Moi, Valentin Damon, 27 ans, étalonneur….
Si vous ne savez pas ce qu’est le métier d’étalonneur en voici la définition la plus simple. “Un étalonneur rétablit les équilibres colorimétriques et sensitométriques d’un film (cinéma, fiction TV, bandes annonces, documentaires etc.), en travaillant sur l’ensemble des séquences d’un film et sur l’équilibre des plans à l’intérieur d’une séquence” (CPNEF Audiovisuel). En d’autres termes, il a pour mission de restituer ce que le réalisateur et le directeur de la photographie ont rêvé et filmé en termes de colorimétrie et de densité lumineuse afin de donner un côté homogène au film et qu’il n’y ait pas de différence entre les plans.
Aujourd’hui Balsamiq vous présente Valentin Damon, étalonneur numérique de 27 ans avec qui nous avons l’honneur et la joie de travailler sur nos projets créatifs et corporate.
Comment as-tu connu ce métier, il est rarement présent dans les fiches d’orientation du lycée ?

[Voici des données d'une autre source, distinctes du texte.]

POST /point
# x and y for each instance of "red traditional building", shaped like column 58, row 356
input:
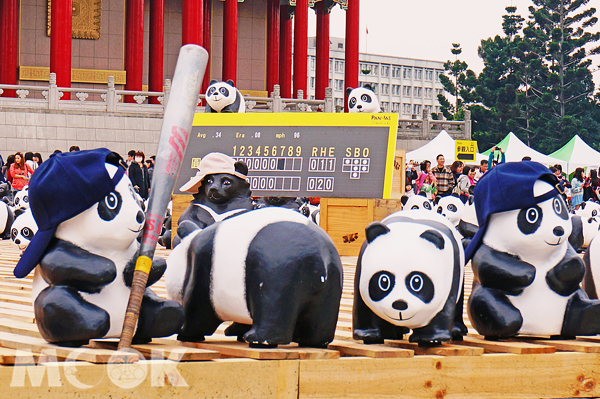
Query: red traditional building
column 137, row 41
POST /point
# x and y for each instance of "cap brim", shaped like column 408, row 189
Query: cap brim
column 193, row 184
column 33, row 254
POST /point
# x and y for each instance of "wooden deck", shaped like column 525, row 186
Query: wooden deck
column 221, row 367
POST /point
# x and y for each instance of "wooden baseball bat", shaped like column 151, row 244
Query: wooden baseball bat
column 174, row 136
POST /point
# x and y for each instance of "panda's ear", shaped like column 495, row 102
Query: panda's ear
column 375, row 230
column 434, row 237
column 404, row 200
column 241, row 167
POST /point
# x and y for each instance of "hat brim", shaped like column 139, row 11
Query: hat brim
column 193, row 185
column 34, row 252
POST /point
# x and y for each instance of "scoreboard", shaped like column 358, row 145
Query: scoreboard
column 300, row 154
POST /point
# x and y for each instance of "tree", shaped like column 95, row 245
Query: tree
column 461, row 86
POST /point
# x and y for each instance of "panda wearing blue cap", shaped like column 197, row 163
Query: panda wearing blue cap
column 526, row 274
column 85, row 249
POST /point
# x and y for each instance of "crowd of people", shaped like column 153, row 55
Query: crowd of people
column 461, row 179
column 18, row 169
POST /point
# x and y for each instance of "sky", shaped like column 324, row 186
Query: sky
column 426, row 29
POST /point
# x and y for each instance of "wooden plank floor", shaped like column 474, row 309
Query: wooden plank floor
column 348, row 363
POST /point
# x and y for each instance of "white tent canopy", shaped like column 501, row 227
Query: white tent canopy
column 577, row 154
column 515, row 150
column 441, row 144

“A la base je viens du montage et la post production, j’ai commencé à en faire quand j’étais adolescent. Durant mes études supérieures je me suis désintéressé du montage pour l’image et je me suis formé au métier de chef opérateur et d’assistant caméra. C’est durant ces études que j’ai découvert l’étalonnage, et j’étais d’ailleurs très mauvais à l’époque. Je me suis malgré tout amélioré, jusqu’à en faire finalement mon métier. L’avantage de l’étalonnage est qu’il est une fusion entre la post-production et l’image. Je reviens à mes racines, tout en ayant évolué avec mes nouveaux acquis.“
Ta première étalo c’était à quel âge et pour quel projet ? Quelle leçon tu tires d’elle aujourd’hui s’il y en a une ?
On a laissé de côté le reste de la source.